ClearBear: Çoğu kişi aktivizme başladığında, farkında olmasa bile bilinçaltında şöyle bir düşünce oluyor: "Büyük bir aktivist olmak istiyorum. Ünlü olmak istiyorum." Ama bu yaklaşımla hiçbir şey yapamazsın. Mütevazı olmalısın. Başkalarıyla birlikte çalışmalısın. Yoksa hiçbir şeyi değiştiremezsin. Toplumsal değişiklikleri tek başına yapamazsın. Başkalarıyla birlikte çalışmalısın ve büyükleri dinlemelisin. Uzun zamandır bu işin içinde olan insanlara kulak vermelisin. Aksi takdirde zamanını boşa harcamış olursun.
Haatepah: [Kabilemiz] "topluluk bireyden önce gelir" sözünü hatırlatan dövmeler yaparmış. Kadınlarda 111 dövmesi olurmuş. 1-1-1. Çeneden aşağıya doğru inen üç çizgi. Bu dövme de şu anlama gelirmiş: "Topluluğuma, halkıma, beni destekleyen insanlara, hayatım boyunca bana yol gösteren ve rehberlik eden insanlara değer veriyorum. Onlar için canımı veririm ve onları her türlü desteklerim." Bu dövmeyi taşımaya hak kazanman gerekirmiş. Topluluk bireyden önce gelir.

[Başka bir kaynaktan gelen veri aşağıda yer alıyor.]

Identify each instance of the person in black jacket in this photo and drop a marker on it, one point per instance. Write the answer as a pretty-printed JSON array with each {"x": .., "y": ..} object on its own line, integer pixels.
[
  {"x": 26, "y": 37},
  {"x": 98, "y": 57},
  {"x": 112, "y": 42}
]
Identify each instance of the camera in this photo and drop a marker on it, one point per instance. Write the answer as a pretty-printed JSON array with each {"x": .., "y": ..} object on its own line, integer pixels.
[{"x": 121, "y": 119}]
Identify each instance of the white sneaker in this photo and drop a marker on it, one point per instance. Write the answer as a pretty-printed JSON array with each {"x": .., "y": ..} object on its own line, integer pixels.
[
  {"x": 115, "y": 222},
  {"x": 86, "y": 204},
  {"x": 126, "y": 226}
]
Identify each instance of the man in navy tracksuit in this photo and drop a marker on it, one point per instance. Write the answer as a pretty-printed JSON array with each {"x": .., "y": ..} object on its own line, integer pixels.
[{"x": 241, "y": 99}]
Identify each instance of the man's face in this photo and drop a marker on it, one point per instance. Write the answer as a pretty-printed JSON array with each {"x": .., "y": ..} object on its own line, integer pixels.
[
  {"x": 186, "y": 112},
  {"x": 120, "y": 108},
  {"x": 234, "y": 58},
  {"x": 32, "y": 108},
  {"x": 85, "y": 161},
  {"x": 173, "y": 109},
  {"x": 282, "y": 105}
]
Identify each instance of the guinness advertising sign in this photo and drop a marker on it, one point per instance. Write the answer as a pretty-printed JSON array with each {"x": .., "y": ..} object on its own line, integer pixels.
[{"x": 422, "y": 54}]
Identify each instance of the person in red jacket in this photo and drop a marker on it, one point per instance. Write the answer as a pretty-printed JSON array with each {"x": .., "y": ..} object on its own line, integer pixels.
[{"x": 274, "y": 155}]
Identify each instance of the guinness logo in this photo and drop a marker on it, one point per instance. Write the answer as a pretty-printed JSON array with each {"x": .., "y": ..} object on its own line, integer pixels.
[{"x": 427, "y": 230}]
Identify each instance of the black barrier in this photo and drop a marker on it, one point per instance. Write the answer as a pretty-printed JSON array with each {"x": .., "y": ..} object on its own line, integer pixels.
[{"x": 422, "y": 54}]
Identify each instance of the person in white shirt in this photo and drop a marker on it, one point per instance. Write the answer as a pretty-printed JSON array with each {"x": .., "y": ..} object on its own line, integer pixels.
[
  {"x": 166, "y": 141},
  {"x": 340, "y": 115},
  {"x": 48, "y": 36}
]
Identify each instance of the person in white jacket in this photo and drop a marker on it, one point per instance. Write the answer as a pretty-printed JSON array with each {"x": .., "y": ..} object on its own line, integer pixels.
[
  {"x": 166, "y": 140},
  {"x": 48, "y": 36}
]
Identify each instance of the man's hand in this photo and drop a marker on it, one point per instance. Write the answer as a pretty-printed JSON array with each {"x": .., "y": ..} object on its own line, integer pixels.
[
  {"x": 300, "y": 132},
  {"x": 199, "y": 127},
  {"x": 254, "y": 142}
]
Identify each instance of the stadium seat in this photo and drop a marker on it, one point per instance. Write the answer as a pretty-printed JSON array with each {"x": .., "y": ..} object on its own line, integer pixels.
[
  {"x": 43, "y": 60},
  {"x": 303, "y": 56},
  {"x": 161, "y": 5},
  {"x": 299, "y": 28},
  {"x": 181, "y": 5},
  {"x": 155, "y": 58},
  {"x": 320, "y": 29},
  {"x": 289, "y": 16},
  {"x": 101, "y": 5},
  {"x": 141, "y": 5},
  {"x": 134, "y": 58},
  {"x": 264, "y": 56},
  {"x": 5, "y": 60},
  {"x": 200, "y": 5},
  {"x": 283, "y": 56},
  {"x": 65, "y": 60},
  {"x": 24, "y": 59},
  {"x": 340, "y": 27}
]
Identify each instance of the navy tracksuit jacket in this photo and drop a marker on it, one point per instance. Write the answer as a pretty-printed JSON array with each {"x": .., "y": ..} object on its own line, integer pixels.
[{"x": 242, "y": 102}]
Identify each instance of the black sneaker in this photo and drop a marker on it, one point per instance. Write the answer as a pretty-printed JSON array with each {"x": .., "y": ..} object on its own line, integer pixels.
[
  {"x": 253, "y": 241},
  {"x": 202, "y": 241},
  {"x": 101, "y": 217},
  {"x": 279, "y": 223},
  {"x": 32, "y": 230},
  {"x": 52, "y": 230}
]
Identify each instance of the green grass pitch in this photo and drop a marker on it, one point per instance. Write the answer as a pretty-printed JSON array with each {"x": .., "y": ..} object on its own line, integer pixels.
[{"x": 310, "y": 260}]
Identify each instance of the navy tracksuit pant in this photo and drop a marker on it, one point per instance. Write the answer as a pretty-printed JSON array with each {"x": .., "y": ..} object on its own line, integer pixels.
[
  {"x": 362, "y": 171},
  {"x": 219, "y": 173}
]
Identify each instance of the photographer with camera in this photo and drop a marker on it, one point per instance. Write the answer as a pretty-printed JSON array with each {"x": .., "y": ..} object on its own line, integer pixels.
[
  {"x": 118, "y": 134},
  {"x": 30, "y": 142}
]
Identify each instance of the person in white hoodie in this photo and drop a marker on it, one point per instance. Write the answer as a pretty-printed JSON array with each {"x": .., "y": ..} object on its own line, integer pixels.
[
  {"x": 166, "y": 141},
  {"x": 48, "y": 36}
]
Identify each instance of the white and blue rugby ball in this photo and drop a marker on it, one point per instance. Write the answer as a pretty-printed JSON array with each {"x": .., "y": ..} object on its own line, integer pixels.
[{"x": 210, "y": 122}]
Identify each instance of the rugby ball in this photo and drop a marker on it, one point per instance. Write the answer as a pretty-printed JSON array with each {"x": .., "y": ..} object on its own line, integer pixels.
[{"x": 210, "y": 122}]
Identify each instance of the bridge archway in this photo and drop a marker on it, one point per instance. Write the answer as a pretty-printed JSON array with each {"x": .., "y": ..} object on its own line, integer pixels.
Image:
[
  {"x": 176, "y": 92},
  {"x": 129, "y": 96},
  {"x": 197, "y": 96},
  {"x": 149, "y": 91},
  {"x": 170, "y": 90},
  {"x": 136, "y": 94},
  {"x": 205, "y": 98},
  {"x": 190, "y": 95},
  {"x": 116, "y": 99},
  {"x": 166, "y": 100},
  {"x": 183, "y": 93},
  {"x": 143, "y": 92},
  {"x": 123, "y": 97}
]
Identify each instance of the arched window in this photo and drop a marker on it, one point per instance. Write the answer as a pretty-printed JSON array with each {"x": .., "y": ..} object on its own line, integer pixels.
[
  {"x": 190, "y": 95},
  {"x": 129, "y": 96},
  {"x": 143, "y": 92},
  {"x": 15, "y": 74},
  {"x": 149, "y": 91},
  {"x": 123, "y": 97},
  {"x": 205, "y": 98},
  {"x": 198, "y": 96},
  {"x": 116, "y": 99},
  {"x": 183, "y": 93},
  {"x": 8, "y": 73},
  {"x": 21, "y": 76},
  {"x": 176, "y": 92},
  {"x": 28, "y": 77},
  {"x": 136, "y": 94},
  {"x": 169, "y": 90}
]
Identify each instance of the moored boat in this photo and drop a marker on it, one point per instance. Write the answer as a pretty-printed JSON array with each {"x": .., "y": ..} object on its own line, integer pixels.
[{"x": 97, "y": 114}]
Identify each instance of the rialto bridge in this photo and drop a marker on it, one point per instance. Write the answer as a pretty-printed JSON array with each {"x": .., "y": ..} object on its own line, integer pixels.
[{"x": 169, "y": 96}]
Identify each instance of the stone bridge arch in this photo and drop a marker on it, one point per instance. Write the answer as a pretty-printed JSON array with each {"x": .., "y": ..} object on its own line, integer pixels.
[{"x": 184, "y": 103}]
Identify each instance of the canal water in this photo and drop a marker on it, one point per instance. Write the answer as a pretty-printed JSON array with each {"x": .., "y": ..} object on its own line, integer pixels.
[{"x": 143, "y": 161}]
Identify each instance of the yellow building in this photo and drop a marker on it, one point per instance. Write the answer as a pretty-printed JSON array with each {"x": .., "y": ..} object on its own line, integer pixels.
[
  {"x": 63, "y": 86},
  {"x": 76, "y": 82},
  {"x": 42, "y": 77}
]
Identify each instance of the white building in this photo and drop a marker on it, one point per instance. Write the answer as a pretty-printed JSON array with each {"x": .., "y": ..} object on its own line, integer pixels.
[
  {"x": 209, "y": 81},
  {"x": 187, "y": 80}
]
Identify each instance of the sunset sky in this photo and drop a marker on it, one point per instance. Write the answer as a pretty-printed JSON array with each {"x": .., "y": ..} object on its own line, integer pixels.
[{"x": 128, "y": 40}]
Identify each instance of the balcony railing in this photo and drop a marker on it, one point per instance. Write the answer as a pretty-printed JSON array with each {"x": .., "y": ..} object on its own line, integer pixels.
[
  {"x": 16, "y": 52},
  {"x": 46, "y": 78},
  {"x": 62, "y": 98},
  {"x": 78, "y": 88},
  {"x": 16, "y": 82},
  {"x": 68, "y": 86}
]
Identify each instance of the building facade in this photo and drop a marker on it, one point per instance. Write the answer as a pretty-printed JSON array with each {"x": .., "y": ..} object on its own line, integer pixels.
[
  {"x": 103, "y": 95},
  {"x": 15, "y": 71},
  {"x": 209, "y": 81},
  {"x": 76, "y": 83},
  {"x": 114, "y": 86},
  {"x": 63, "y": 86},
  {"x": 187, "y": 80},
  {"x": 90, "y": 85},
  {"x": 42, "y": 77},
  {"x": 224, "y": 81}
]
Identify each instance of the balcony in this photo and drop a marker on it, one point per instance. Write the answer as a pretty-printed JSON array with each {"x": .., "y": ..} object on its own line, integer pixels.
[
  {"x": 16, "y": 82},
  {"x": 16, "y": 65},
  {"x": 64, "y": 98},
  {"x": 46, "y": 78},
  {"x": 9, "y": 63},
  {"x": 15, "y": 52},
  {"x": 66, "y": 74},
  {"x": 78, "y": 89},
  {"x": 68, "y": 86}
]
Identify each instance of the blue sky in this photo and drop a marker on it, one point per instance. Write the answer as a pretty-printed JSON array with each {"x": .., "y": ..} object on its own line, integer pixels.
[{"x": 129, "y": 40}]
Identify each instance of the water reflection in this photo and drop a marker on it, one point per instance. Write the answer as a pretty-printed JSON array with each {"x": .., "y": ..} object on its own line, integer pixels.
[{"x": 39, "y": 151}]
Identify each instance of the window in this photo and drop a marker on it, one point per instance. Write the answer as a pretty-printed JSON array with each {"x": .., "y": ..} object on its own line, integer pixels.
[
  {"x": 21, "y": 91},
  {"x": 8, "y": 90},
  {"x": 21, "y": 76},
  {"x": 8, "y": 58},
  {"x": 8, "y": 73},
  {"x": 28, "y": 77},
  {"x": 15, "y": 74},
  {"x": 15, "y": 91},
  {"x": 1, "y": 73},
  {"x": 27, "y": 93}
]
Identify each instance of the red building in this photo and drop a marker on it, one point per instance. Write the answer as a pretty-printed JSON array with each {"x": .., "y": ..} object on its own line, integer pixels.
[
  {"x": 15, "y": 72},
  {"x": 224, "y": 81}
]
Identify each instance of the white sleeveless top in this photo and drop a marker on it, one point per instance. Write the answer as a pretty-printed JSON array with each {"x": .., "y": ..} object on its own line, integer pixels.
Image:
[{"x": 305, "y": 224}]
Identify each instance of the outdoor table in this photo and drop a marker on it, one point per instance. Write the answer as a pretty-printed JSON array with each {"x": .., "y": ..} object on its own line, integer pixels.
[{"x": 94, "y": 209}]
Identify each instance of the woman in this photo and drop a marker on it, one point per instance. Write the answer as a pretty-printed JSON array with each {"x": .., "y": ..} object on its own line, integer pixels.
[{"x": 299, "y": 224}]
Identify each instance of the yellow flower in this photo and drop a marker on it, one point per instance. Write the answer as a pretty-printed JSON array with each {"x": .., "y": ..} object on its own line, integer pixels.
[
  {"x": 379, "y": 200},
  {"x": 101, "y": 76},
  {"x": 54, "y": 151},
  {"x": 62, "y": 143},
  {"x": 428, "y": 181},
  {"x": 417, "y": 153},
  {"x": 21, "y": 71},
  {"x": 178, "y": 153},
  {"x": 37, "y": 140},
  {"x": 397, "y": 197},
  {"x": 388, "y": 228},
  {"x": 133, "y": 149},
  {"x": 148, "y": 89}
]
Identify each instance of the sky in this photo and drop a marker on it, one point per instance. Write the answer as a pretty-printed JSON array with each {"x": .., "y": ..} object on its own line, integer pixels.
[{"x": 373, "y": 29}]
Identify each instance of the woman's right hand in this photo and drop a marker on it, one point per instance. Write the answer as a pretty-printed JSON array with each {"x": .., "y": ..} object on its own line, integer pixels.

ClearBear: Ayrıca çoğu yerli kültüründe bencillik, insanı açgözlülüğe yönlendirip topluluğu egosuyla yok etmesine neden olabileceği için bir akıl hastalığı olarak görülürmüş.
Son olarak, normal hayatımıza ara verip düşünmeye koyulduğumuz bu dönemden rutininizin veya hayatınızın parçası olarak devam etmesini istediğiniz bir şey var mı?
Haatepah: Kendimize karşı sabırlı olmamız gerektiğini söyleyebilirim. Biz sadece bir kişiyiz. Sadece bir insanız ve nefes almaya fırsat bulmamız gerekiyor. Kendin üzerine, yaptıkların üzerine düşün. Bir de şunu söylemek istiyorum: Dünya'ya saygılı ol. Doğa Ana'ya saygılı ol. Çünkü bu, geçmişimiz ne olursa olsun yüz binlerce yıldır bizi bir arada tutan şey.
ClearBear: Yaşananlardan çıkaracağımız bir ders varsa o da şu: Dünyanın hızına ayak uydurmak gibi bir yükümlülüğün yok. Sağlıklı olmak için dinlenmeye zaman ayır. Dinlenmek önemlidir. Kendine saygı duy ki başkaları da sana saygı duysun.